KANAYICI İNMELER ÖLÜMLE SONUÇLANABİLİR
Kanayıcı inmelerde temel sebebin beynin içindeki damarların hipertansiyon sonucunda yıpranması olduğunu hatırlatan Prof. Dr. Koylan zayıf kalmış noktaların ve mikro anevrizmaların yırtılması sonucunda kanamaların meydana geldiğini söyledi. Belirtilerin kanamanın büyüklüğüne göre değişiklik göstereceğini belirten Prof. Dr. Koylan, bu kanamaların bazen ölümle sonuçlanacak kadar büyük olabileceğini söyledi, ancak her zaman kanamanın şiddeti ile tansiyonun düzeyi arasında bir ilişki olmasının şart olmadığını belirtti.
TANSİYONU DÜŞÜRMEYE ÇALIŞMAYIN
Hipertansiyona bağlı inmelerde riskin hipertansiyonun seviyesiyle değil süresiyle daha doğrudan ilişki içerisinde olduğunu söyleyen Prof. Dr. Koylan, “Hipertansiyonun seviyesi tabiki önemlidir. Ama inmeye yol açan yüksek kan basıncı değildir damarın yıpranmasıdır. Yüksek kan basıncı aniden yükseldi diye insanlar ne kanayıcı ne tıkayıcı inme geçirmez” dedi.
İnme geçiren insanlarda asla tansiyonun düşürülmemesi gerektiğine dikkat çeken Prof. Dr. Koylan, “Çünkü tansiyonu düşürmeye çalışırsanız beynin dolaşımını bozarsınız, beyinden geçen kan hacmini azaltırsınız bunun sonucunda da oradaki iskemiği arttırırsınız. Enfaktüs alanını genişletirsiniz. Bir elde hareket bozukluğu ya da hafifçe bir ayak sürümesiyle geçirilebilecek bir felci yatalak hâle getirebilirsiniz” diye konuştu. İnme geçirmekte olanlara sarımsak yutturmak, limon suyu içirmek veya başından soğuk su dökmek gibi kimi uygulamalar yapıldığını belirten Prof. Dr. Koylan, bunların tümüyle yanlış olduğunu, tansiyonun düşürülmeye çalışılmaması ve/veya hastaya tansiyon ilacı verilmemesi gerektiğini, yapılması gerekenin hastayı en yakın sağlık kuruluşuna götürmek olduğunu ifade etti.

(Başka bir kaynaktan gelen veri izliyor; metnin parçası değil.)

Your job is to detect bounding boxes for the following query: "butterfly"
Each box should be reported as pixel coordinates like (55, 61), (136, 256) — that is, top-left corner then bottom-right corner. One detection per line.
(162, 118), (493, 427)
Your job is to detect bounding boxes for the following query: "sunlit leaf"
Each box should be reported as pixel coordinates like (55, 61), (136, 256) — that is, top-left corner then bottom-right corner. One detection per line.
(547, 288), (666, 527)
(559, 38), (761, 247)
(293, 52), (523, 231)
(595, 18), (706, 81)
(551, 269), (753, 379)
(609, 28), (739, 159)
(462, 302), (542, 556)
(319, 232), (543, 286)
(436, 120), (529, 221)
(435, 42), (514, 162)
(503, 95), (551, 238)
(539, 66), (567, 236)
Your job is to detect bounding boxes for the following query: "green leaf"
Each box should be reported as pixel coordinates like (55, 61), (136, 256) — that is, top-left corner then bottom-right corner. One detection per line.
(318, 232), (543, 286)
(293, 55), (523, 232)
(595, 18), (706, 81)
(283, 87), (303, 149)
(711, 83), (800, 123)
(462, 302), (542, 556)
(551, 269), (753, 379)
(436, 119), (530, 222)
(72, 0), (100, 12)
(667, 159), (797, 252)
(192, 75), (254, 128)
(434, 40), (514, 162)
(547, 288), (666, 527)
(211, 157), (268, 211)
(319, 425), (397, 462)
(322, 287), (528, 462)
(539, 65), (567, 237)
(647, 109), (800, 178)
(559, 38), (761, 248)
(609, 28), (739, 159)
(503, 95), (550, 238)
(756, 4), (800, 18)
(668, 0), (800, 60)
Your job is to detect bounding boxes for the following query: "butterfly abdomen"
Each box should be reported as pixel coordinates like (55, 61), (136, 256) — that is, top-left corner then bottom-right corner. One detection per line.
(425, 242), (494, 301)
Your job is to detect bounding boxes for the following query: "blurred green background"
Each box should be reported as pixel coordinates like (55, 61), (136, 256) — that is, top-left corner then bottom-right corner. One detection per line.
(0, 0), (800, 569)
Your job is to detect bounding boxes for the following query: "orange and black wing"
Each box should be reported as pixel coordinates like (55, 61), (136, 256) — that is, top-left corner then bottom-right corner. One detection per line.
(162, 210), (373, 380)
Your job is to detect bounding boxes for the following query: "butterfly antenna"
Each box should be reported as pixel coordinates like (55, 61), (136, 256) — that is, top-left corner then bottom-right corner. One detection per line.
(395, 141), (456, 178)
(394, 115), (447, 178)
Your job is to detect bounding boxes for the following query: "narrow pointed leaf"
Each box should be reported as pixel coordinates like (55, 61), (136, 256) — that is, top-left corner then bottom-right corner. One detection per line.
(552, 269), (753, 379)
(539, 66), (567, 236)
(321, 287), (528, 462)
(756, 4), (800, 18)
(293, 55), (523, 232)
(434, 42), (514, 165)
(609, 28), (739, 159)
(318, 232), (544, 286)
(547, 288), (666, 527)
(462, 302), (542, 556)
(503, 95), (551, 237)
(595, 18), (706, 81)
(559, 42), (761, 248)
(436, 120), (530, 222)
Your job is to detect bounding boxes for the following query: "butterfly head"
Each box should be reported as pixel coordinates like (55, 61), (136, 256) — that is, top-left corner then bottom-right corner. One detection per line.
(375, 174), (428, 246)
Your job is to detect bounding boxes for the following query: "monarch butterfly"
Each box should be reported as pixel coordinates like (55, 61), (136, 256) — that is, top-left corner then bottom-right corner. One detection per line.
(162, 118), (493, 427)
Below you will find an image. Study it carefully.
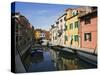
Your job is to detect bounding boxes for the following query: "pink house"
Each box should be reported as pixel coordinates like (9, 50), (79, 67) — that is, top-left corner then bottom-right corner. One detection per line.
(79, 7), (97, 49)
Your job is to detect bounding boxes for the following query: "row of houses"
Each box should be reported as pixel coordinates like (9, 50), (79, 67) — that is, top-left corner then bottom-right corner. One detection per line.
(50, 6), (97, 49)
(34, 29), (50, 43)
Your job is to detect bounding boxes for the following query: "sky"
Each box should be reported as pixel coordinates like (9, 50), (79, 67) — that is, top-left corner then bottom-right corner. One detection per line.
(11, 2), (79, 30)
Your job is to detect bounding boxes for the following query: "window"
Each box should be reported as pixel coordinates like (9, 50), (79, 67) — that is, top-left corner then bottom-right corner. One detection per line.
(65, 25), (68, 30)
(65, 35), (68, 41)
(70, 23), (73, 29)
(64, 17), (66, 21)
(75, 21), (79, 28)
(85, 16), (91, 24)
(84, 33), (91, 41)
(60, 19), (62, 22)
(74, 35), (79, 41)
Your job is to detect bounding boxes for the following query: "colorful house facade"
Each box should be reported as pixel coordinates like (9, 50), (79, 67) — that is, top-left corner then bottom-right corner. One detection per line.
(65, 9), (79, 47)
(56, 13), (66, 46)
(79, 7), (97, 49)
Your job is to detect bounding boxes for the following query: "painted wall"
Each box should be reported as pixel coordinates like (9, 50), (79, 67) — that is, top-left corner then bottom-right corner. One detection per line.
(80, 14), (97, 49)
(65, 10), (79, 47)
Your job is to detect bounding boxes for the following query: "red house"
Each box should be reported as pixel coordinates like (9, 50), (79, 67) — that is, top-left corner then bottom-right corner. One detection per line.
(79, 7), (97, 49)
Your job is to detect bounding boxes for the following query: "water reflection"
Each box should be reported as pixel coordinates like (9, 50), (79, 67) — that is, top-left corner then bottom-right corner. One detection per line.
(24, 47), (96, 72)
(50, 50), (96, 70)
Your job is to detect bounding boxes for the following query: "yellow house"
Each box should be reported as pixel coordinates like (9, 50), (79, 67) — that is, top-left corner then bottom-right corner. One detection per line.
(65, 9), (79, 47)
(35, 29), (40, 40)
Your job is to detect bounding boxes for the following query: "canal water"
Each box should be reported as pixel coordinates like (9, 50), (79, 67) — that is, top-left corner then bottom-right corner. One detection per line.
(24, 47), (97, 72)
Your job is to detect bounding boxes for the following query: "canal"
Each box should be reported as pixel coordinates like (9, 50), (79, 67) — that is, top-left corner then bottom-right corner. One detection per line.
(24, 47), (97, 72)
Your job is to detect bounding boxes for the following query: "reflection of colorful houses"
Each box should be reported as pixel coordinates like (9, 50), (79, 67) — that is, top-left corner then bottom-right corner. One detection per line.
(79, 7), (97, 49)
(56, 13), (66, 46)
(65, 9), (79, 47)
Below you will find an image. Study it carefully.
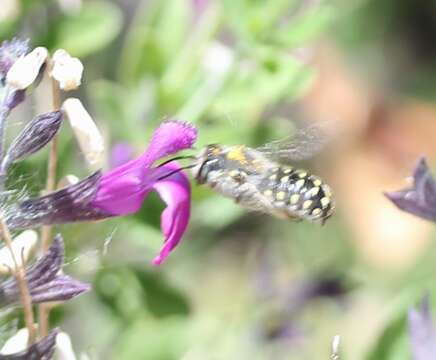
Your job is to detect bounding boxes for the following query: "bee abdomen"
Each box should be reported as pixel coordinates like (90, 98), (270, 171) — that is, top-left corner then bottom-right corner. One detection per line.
(260, 167), (334, 222)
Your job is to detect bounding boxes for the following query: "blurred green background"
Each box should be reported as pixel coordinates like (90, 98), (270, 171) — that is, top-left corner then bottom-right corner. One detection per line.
(4, 0), (436, 360)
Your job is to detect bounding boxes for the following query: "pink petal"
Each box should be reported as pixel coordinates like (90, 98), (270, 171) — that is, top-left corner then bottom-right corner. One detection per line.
(153, 163), (191, 265)
(92, 120), (197, 215)
(140, 120), (197, 167)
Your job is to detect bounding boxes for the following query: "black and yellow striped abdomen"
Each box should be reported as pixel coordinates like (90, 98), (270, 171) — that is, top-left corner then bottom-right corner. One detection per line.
(258, 166), (334, 223)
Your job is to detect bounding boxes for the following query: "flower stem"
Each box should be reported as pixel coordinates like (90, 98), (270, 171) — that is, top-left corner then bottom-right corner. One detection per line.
(0, 217), (35, 345)
(0, 85), (10, 190)
(39, 62), (61, 337)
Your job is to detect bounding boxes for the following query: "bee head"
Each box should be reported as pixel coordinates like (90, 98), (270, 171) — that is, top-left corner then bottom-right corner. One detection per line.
(192, 144), (222, 184)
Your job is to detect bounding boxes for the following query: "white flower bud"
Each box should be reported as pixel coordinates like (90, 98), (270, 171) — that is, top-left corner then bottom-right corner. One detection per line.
(62, 98), (104, 166)
(50, 49), (83, 91)
(55, 332), (76, 360)
(0, 230), (38, 274)
(0, 329), (29, 355)
(6, 47), (48, 90)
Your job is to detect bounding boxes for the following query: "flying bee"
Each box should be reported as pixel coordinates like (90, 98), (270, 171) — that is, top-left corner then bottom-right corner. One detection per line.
(160, 123), (334, 224)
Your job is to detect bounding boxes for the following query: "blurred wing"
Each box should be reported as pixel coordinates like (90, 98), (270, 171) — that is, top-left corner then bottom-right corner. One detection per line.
(256, 123), (331, 162)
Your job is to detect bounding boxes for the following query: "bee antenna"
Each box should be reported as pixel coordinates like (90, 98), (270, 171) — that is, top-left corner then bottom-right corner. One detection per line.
(157, 155), (195, 167)
(157, 164), (197, 181)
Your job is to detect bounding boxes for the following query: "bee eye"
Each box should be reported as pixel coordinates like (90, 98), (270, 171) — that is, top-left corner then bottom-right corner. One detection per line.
(196, 158), (219, 184)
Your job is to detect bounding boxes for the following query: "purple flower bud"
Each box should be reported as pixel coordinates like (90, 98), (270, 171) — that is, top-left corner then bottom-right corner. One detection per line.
(408, 296), (436, 360)
(0, 38), (30, 82)
(3, 111), (62, 168)
(6, 171), (113, 230)
(0, 234), (90, 305)
(0, 329), (59, 360)
(385, 157), (436, 221)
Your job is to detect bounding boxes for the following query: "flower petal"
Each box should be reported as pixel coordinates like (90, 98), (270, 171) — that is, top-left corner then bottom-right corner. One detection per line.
(153, 163), (191, 265)
(408, 296), (436, 360)
(140, 120), (197, 166)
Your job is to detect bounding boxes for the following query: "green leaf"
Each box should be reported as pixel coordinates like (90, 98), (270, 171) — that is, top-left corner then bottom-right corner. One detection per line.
(133, 266), (190, 317)
(53, 1), (122, 57)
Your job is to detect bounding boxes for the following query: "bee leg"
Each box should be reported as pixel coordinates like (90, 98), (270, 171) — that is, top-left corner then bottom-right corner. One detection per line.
(234, 190), (248, 204)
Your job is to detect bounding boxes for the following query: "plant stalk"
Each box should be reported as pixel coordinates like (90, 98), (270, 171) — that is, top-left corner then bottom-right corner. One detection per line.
(38, 62), (61, 337)
(0, 217), (35, 345)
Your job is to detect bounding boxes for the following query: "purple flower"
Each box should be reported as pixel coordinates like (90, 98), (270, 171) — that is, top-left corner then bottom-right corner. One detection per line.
(6, 121), (197, 265)
(408, 296), (436, 360)
(385, 157), (436, 221)
(0, 235), (90, 305)
(90, 121), (197, 265)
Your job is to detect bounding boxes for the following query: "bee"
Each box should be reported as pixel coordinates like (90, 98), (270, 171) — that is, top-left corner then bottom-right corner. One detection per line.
(192, 125), (335, 224)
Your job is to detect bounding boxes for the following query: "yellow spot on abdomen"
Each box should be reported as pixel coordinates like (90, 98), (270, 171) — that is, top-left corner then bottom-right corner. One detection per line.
(276, 191), (286, 200)
(227, 145), (247, 163)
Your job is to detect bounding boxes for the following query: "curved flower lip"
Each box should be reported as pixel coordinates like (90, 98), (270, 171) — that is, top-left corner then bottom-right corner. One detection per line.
(153, 163), (191, 265)
(384, 157), (436, 221)
(91, 121), (197, 265)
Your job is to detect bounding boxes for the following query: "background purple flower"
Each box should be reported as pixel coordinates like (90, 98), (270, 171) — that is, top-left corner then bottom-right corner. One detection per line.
(385, 157), (436, 221)
(7, 121), (197, 265)
(110, 142), (134, 168)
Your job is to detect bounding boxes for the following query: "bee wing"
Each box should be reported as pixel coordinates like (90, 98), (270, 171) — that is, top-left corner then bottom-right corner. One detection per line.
(256, 123), (331, 163)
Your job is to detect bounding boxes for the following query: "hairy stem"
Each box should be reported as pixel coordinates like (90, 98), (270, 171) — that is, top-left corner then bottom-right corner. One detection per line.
(0, 217), (35, 345)
(39, 64), (61, 337)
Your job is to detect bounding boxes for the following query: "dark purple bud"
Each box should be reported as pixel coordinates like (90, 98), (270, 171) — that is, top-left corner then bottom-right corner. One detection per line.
(0, 234), (90, 305)
(2, 111), (63, 169)
(4, 90), (26, 111)
(0, 329), (59, 360)
(6, 171), (113, 230)
(385, 157), (436, 221)
(408, 296), (436, 360)
(110, 143), (133, 169)
(0, 38), (30, 81)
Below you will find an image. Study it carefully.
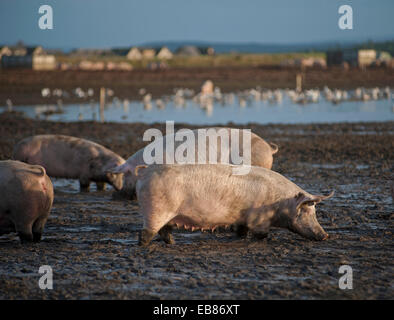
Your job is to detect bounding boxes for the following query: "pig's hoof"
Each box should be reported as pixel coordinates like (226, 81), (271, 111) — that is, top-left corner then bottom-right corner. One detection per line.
(18, 232), (33, 244)
(96, 182), (105, 191)
(253, 232), (268, 240)
(235, 225), (249, 238)
(161, 234), (175, 244)
(159, 225), (175, 244)
(138, 229), (155, 247)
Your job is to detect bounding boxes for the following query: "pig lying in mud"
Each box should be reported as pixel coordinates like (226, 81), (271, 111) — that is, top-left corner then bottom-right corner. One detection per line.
(135, 164), (333, 246)
(111, 127), (278, 198)
(0, 160), (53, 243)
(13, 135), (125, 191)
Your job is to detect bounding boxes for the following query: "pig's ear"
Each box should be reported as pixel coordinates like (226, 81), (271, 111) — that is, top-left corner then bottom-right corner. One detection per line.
(134, 164), (148, 177)
(270, 142), (279, 154)
(105, 163), (128, 174)
(295, 191), (334, 210)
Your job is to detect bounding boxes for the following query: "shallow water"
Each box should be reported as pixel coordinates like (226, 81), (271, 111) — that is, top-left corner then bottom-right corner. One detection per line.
(0, 95), (394, 125)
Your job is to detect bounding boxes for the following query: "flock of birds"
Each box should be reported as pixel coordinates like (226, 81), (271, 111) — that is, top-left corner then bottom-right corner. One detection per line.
(6, 80), (394, 120)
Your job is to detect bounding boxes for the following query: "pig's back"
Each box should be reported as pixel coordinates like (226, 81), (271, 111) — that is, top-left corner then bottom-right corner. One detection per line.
(13, 135), (99, 178)
(141, 164), (300, 207)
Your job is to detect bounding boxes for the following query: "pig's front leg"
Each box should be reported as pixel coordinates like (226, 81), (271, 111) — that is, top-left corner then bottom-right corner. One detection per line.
(251, 222), (270, 240)
(159, 225), (175, 244)
(138, 229), (156, 247)
(235, 224), (249, 238)
(79, 177), (90, 192)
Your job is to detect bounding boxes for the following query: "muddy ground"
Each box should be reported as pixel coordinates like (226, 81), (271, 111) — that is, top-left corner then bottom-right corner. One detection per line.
(0, 114), (394, 299)
(0, 66), (394, 106)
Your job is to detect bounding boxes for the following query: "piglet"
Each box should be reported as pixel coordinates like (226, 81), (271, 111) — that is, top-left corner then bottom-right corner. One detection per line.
(13, 134), (125, 191)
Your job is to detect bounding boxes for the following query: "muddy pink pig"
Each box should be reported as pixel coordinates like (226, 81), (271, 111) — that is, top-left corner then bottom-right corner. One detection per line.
(135, 164), (333, 246)
(13, 135), (125, 191)
(111, 127), (278, 198)
(0, 160), (53, 242)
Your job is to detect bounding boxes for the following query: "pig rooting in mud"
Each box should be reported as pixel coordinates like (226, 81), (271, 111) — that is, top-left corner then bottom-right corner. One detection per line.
(285, 192), (334, 240)
(12, 134), (125, 191)
(0, 160), (53, 243)
(135, 164), (333, 246)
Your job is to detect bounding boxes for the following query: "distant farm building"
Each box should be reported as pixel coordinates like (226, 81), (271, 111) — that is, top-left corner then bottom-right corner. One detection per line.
(70, 49), (114, 58)
(156, 47), (174, 60)
(141, 48), (156, 60)
(280, 57), (327, 68)
(0, 44), (56, 70)
(126, 47), (142, 60)
(326, 49), (377, 67)
(198, 47), (215, 56)
(176, 46), (201, 57)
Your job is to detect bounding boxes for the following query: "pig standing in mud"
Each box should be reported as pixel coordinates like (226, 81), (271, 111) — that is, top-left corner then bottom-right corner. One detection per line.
(111, 127), (278, 198)
(13, 135), (125, 191)
(0, 160), (53, 243)
(135, 164), (333, 246)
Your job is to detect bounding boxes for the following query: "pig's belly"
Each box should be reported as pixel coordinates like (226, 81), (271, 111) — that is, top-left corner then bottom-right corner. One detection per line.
(169, 207), (239, 231)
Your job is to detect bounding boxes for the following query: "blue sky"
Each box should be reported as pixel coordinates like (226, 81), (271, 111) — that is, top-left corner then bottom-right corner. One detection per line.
(0, 0), (394, 48)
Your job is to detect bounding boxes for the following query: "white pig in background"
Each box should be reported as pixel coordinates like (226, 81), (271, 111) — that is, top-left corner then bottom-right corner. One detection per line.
(110, 127), (278, 198)
(13, 134), (125, 191)
(135, 164), (333, 246)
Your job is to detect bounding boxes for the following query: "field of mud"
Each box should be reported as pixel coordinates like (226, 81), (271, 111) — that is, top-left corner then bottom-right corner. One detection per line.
(0, 66), (394, 106)
(0, 114), (394, 299)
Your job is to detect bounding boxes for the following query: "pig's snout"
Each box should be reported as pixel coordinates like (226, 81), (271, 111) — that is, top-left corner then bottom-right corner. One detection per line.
(315, 231), (328, 241)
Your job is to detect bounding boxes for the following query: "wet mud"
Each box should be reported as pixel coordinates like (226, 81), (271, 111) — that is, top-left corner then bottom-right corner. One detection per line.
(0, 114), (394, 299)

Önemli olanın inmeden korunmak olduğunu belirten Prof. Dr. Koylan, bunun için hipertansiyonun farkında olunması gerektiğini dile getirdi. Türkiye’de her 3 hipertansiyon hastasından birinin hipertansiyon hastası olduğunu bilmediğine değinen Prof. Dr. Koylan “Türkiye’de hipertansiyon ilacı alan, tedavi gören hastaların yüzde 87’si hedef kan basıncı değerlerine inmiyor. Yâni ancak tüm tedavi görenlerin yüzde 13’ünde bu tedavi başarılı oluyor” dedi.
İNMEDEN KORUNMA YOLLARI
•Tansiyonun 14’e 9’un altında olmasına dikkat edilmeli.
•Şeker hastası ya da kronik böbrek hastasıysa tansiyon 13’e 8’in altında olmalı.
•Tuz tüketimi ile inme arasında doğrudan bir ilişki vardır, bu sebeple tuz tüketimi ciddi şekilde kısıtlanmalı.
•Hipertansiyonda düzenli fiziksel egzersizin komplikasyon sıklığını azalttığı gösterilmiştir. Dolayısıyla düzenli fiziksel egzersiz yapılmalıdır.